SHAP plotting skipped: The passed model is not callable and cannot be analyzed directly with the given masker! Model: Pipeline(steps=[('preprocess',
                 ColumnTransformer(transformers=[('num',
                                                  Pipeline(steps=[('imputer',
                                                                   SimpleImputer(strategy='median')),
                                                                  ('scaler',
                                                                   StandardScaler())]),
                                                  ['bedrooms', 'bathrooms',
                                                   'sqft_living', 'sqft_lot',
                                                   'floors', 'waterfront',
                                                   'view', 'condition', 'grade',
                                                   'sqft_above',
                                                   'sqft_basement', 'yr_bu

## Save the trained model
We persist the best model pipeline (with preprocessing) using joblib.

In [19]:
model_to_save = best_pipeline
save_path = 'best_real_estate_model.joblib'
joblib.dump(model_to_save, save_path)
print('Saved to', save_path)

Saved to best_real_estate_model.joblib


## Inference example
How to load the model and score new data.

In [20]:
loaded = joblib.load('best_real_estate_model.joblib')
# Create a single-row example using medians/modes from training data
row = {}
for c in numeric_features:
    row[c] = float(X_train[c].median())
for c in categorical_features:
    row[c] = str(X_train[c].mode().iloc[0]) if len(X_train[c].mode()) > 0 else ''
example = pd.DataFrame([row])
pred_example = loaded.predict(example)[0]
print('Predicted price for example row:', round(pred_example, 2))

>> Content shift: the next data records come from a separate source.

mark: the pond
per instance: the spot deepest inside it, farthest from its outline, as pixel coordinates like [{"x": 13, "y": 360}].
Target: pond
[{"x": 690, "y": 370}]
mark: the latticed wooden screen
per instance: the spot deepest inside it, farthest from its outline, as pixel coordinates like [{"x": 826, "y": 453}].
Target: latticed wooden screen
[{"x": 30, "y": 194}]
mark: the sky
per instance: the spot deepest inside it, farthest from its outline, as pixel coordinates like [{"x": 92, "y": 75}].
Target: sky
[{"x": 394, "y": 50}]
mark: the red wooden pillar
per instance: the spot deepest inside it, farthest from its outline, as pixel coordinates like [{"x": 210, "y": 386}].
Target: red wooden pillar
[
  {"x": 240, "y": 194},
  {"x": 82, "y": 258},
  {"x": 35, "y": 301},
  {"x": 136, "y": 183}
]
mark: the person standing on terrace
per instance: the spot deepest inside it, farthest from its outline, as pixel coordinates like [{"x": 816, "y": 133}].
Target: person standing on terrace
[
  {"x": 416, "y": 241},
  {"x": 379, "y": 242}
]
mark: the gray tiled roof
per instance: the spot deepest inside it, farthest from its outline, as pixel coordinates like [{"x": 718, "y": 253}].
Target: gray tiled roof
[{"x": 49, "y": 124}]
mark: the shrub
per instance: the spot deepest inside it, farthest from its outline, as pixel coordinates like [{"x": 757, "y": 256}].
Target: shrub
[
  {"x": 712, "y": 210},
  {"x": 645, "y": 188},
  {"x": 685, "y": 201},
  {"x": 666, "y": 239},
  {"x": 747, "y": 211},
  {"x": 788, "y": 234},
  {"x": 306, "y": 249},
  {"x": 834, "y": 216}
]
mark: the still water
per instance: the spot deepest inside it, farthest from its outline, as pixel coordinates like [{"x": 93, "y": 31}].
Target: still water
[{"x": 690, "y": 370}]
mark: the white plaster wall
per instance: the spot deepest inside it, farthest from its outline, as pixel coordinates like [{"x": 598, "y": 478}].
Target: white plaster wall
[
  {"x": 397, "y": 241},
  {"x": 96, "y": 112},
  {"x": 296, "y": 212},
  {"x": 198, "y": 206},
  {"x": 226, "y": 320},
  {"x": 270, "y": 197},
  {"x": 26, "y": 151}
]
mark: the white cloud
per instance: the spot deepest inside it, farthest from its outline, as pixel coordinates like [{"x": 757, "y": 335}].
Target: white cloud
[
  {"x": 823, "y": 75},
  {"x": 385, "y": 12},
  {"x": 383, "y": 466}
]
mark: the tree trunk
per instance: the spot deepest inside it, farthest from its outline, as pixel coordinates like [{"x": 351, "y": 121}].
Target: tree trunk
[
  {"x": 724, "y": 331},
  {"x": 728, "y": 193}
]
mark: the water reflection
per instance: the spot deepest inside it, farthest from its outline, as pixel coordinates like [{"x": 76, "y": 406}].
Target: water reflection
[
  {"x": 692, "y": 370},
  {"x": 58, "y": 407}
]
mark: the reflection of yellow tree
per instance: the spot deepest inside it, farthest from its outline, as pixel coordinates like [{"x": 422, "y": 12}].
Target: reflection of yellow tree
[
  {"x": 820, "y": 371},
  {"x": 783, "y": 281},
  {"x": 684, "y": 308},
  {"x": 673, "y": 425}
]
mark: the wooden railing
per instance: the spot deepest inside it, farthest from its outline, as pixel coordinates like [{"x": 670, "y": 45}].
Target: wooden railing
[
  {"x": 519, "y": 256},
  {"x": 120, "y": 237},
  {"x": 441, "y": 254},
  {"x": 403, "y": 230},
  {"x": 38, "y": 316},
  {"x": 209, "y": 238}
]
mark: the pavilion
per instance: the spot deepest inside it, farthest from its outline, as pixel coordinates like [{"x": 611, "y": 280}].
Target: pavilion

Predicted price for example row: 483070.12


## Conclusions
- We prepared data, engineered features, and compared several regression models.
- We evaluated performance via cross-validation and a held-out test set.
- Feature importance and permutation importance highlighted key drivers.
- Interactive Plotly visuals made exploration and error analysis intuitive.

Next ideas: try more models (XGBoost/LightGBM), richer feature engineering (interactions, logs), and spatial features.